Sehr konkret ist´s ja gerade nicht. Oder meinen wir etwas Konkretes
damit? Etwas Bestimmtes, das wir dem anderen wünschen? Dass er sich
ausruht, dass er´s in diesen Tagen schön hat, gemütlich,
friedvoll. Ist es das?
Oder wünschen wir ihm die
Erfahrung, dass mit diesem Kind damals in Bethlehem eine neue Welt
geboren wurde?
Dienstag,
23.12.2003
Mauern mag ich nicht.
Herrschaftliche Besitzungen werden abgemauert. Damit man unter sich
ist. Klöster haben hohe Mauern. Damit die böse Welt nicht
eindringt. Mauern sind gnadenlos: sie isolieren und trennen.
Weihnachten: das hat nichts mit Mauern zu tun. Da werden Mauern
niedergerissen. Da kommt einer zu den Armen, zu den Niedrigen, zu
den Ausgestoßenen. Da kommt einer und reißt die religiösen Mauern
ein.
Weihnacht heißt: Gott reißt
alle Mauern ein. Weihnachten, das war wie ein Blitz, ein kurzer
Augenblick. Und die Menschen sagten: Ja, so sollte es sein, so müsste
es sein. Ja – und dann? Langsam begann man dann wieder die Mauern
aufzubauen. Mauern des Gesetzes, des Rechtes, der Vorschriften. Und
so werden sie wieder isoliert – die Menschen. Ausgeschlossen. Und
können nicht mehr glauben, dass es Gnade gibt. Wo Mauern sind,
werden Menschen höchstens fair behandelt, aber nicht gnädig. Ich
mag Mauern nicht. Denn sie vermauern die Gnade.
Mittwoch,
24.12.2003
Am 24. Dezember 1940 wurde in
einem Gefangenenlager bei Trier Jean Paul Sartre’s Stück „Bariona
oder der Donnersohn“ uraufgeführt. Darin stellt Sartre die
atemberaubende Frage: Wie, wenn Gott Mensch würde? Seine Antwort:
Dann wäre menschliche Liebe Gottesliebe. Die Pflicht des Menschen wäre
dann Hoffnung. Selbst unser Tod wäre von der Freude überstrahlt.

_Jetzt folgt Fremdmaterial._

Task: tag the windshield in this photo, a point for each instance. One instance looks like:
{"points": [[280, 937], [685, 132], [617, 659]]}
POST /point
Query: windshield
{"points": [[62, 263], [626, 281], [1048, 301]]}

Sartre schreibt: „Wenn ein Gott für mich Mensch würde, für
mich, liebte ich ihn, ihn ganz allein. Es wären Bande des Blutes
zwischen ihm und mir, und für das Danken reichten alle Wege meines
Lebens nicht. Aber welcher Gott wäre dumm genug dafür.“
Und Sartre blieb Atheist. Er war
ein ehrlicher und demütiger Denker, denn er hat sich immer wieder
in Frage gestellt, auch seinen Unglauben.
Was wäre, wenn Gott Mensch würde?
Was wäre, wenn Gott in diesem Jesus von Bethlehem Mensch geworden
ist?
Donnerstag,
25.12.2003
Rainer Maria Rilke schreibt in
seinem Stundenbuch: „Die Nacht ist wie ein großes Haus. Und mit
der Angst der wunden Hände, reißen sie Türen in die Wände, dann
kommen Gänge ohne Ende, und nirgends ist ein Tor hinaus.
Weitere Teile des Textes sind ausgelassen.